HONORS PROGRAM TO SEE CHANGE IN LEADERSHIP

Curt AndersonClayton Koff

Staff Writer

Leadership is changing in the ISU honors program following the retirement of former director Sherri Dienstfrey-Swanson.

The search is on to fill the position. One potential candidate, current interim director Curt Anderson, spoke about his new position and his thoughts regarding the future of the honors program.

“I am co-interiming with Sherri,” Anderson said. “She’s retiring and has left some pretty big shoes to fill. I’ve taught in the honors program for seven years, and this is something that I felt really strongly that I wanted to help with.”

Although Anderson is not the director officially, he has taken on the responsibilities of a director position.

“I’m overseeing all the contract courses,” he said. “I’m helping to build new honors courses, met [last week] with the College of Science and Engineering to talk about building new courses. I’m just trying  to continue this wonderful tradition.”

While Anderson’s position is temporary, he has big plans for the future of the honors program.

The process of actually hiring a new director is a lengthy one, and it’s currently unknown when a new one will be appointed.

Dienstfrey-Swanson left a profound impact on ISU and the honors program, but new leadership means new opportunities.

Dr. Jamie Romine-Gabardi, an Instructor Coordinator for the honors program eluded to what can possibly be expected with the new leadership role.

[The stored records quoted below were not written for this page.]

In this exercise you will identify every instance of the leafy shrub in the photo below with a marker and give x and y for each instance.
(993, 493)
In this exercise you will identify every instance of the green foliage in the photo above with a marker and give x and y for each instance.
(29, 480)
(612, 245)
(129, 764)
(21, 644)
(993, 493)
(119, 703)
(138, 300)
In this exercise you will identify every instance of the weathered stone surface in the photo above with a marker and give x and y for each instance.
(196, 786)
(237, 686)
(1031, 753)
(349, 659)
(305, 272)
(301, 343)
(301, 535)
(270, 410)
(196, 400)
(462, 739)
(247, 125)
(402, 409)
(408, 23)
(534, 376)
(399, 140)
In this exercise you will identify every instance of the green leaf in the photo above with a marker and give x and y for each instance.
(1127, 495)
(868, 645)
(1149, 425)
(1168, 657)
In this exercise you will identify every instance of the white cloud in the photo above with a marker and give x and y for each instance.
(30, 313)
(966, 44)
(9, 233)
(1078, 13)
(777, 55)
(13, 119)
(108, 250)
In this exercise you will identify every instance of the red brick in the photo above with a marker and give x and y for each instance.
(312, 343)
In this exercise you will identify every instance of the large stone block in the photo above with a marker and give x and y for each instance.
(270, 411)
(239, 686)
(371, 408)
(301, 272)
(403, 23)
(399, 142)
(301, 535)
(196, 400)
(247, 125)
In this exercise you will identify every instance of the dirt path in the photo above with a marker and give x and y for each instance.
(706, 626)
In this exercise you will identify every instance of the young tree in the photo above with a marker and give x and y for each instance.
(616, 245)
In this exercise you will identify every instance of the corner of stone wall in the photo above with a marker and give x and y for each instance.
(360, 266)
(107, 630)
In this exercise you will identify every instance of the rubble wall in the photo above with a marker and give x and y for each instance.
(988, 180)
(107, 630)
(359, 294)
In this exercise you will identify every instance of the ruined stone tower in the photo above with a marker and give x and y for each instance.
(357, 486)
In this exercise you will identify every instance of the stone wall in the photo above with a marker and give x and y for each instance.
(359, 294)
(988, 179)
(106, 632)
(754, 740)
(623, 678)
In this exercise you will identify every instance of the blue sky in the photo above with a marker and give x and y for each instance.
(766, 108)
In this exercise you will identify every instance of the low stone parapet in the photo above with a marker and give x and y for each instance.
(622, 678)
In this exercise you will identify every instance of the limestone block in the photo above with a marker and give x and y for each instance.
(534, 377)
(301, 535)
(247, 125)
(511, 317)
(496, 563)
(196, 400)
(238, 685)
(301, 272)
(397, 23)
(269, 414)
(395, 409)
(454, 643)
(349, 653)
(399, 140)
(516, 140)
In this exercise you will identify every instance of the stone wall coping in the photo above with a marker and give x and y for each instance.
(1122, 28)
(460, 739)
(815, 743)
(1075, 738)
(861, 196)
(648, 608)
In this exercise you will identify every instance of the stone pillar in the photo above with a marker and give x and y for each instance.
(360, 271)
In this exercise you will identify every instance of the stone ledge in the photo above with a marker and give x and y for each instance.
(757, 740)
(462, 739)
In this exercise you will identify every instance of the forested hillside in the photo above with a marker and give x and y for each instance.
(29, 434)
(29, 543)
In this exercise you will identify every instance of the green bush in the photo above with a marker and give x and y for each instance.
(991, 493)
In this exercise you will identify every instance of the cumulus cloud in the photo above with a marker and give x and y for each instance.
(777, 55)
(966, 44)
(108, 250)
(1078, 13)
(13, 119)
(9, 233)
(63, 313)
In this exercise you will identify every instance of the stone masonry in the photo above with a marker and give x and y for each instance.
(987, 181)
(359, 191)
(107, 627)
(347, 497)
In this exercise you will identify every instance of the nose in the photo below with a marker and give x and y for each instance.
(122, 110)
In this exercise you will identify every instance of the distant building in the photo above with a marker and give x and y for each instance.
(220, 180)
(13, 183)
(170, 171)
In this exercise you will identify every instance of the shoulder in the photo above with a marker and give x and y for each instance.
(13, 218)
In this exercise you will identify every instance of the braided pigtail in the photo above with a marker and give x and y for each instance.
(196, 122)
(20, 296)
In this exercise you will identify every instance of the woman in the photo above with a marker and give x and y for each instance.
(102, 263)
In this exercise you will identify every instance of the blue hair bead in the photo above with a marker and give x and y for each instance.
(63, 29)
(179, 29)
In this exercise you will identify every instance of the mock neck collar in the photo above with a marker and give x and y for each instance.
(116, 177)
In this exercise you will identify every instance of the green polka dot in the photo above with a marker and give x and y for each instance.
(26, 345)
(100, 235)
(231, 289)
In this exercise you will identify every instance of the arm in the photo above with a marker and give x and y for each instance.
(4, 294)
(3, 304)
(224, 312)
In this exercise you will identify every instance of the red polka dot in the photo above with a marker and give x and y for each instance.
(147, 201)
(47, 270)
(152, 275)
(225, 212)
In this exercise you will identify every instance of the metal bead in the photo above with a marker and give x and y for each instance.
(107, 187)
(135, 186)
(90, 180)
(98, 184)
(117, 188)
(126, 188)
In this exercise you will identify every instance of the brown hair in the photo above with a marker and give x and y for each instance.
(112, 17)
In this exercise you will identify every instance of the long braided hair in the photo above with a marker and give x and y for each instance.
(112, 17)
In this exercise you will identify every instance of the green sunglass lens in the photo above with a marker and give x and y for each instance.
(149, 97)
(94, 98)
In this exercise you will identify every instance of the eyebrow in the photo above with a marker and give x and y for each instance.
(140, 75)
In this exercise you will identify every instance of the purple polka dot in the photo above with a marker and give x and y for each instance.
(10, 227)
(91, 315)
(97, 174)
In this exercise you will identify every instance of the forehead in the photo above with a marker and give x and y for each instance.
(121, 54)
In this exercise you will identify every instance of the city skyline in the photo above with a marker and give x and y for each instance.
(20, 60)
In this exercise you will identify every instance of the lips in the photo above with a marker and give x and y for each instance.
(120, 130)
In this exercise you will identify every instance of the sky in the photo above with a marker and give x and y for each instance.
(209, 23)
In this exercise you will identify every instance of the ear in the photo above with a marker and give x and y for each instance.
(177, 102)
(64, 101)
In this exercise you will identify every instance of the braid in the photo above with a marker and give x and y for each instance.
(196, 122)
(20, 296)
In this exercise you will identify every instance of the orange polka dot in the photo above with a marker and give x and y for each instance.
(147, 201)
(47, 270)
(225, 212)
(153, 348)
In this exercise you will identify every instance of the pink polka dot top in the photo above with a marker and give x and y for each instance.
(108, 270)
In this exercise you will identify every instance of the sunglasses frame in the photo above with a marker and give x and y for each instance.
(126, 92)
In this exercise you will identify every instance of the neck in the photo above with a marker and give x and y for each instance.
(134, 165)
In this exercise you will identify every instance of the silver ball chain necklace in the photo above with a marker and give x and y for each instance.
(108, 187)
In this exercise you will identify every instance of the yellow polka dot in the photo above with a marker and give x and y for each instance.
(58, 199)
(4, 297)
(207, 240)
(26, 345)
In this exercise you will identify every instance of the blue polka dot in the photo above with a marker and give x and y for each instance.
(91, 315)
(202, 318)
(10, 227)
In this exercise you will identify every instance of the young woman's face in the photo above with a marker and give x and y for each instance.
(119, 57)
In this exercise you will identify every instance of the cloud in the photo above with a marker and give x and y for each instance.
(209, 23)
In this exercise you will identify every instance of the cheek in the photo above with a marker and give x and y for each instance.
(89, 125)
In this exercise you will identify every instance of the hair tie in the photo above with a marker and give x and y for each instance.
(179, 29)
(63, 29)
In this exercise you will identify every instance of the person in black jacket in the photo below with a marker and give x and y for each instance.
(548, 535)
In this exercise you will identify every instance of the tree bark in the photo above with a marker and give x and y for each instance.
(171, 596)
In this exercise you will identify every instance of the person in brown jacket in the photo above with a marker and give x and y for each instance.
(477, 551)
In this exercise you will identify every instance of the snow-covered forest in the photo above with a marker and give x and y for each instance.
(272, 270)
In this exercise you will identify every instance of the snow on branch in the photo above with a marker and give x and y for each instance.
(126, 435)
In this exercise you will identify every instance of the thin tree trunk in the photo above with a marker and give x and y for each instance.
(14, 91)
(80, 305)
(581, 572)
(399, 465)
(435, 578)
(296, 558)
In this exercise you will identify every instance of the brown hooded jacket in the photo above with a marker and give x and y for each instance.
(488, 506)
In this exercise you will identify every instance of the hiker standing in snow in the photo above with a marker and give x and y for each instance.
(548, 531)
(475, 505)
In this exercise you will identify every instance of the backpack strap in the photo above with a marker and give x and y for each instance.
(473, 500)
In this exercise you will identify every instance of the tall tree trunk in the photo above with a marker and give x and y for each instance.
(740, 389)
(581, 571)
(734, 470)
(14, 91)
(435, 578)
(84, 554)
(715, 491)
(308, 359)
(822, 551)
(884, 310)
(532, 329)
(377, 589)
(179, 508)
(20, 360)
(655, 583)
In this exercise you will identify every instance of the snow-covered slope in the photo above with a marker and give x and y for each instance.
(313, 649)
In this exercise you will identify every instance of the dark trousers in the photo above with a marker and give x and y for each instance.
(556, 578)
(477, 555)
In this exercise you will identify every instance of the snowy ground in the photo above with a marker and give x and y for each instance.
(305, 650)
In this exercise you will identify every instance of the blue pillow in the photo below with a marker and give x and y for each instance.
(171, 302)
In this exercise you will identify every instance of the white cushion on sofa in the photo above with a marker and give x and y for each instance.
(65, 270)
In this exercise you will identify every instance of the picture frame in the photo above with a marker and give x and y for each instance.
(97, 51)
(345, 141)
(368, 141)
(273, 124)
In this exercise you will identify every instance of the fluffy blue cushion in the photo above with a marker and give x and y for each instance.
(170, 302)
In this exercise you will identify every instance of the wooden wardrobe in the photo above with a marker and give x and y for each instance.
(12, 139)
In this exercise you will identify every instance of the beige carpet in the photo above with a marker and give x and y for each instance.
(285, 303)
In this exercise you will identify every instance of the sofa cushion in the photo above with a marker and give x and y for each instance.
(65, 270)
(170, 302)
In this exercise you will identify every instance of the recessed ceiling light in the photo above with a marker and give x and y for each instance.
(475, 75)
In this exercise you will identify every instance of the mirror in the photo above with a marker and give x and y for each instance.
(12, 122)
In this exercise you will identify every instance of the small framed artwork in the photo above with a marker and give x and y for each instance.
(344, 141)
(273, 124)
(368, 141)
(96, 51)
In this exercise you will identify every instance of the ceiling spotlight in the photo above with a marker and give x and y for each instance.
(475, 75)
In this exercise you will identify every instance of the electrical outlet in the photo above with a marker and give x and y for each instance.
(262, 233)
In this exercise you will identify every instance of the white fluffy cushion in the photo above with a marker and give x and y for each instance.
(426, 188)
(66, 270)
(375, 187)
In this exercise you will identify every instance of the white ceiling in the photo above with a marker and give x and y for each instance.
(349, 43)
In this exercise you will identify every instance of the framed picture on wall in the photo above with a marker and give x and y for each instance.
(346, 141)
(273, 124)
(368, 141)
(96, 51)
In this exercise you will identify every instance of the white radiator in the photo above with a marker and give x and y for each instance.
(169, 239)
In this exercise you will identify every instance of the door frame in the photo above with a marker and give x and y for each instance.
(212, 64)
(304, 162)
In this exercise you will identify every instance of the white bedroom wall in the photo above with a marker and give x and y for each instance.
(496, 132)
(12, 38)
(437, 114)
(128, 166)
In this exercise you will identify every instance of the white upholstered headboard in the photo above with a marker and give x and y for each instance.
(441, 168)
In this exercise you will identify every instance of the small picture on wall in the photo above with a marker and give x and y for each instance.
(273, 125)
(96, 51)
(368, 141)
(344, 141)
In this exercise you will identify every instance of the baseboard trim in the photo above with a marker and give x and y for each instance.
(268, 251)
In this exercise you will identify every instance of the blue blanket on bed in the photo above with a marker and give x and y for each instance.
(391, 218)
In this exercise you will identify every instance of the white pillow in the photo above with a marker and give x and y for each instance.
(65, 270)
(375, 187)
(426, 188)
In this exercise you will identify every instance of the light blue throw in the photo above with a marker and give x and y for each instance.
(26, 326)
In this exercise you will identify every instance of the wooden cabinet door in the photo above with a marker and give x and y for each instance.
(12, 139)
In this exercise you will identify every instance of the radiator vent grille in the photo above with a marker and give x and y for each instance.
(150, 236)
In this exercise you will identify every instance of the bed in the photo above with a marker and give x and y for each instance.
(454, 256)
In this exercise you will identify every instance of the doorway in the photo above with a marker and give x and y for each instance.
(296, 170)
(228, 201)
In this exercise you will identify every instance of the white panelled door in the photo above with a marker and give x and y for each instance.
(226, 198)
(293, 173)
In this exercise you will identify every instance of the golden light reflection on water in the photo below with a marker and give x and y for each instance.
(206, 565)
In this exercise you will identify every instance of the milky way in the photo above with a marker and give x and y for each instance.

“The biggest changes will probably be an exciting new dynamic,” she said. “Whoever is going to be coming in will have new ideas and fresh approaches, a possible background in a new field of study, so new, different opportunities for students will open up.”

ISU is the only school in the state with an actual honors degree and has expansive resources.

The co-interims share a similar sentiment where they do what they do for the students.

“I love it,” Anderson said. “Being able to interact with students with successful goals and watching other folks succeed is incredibly rewarding. I’ve been in academia for 20 years, and nothing is more rewarding than watching students you’ve been with since the beginning succeed and become what they want to be.”

Dienstfrey-Swanson is even prolonging her stay at ISU for her students. she will officially retire on Dec. 15.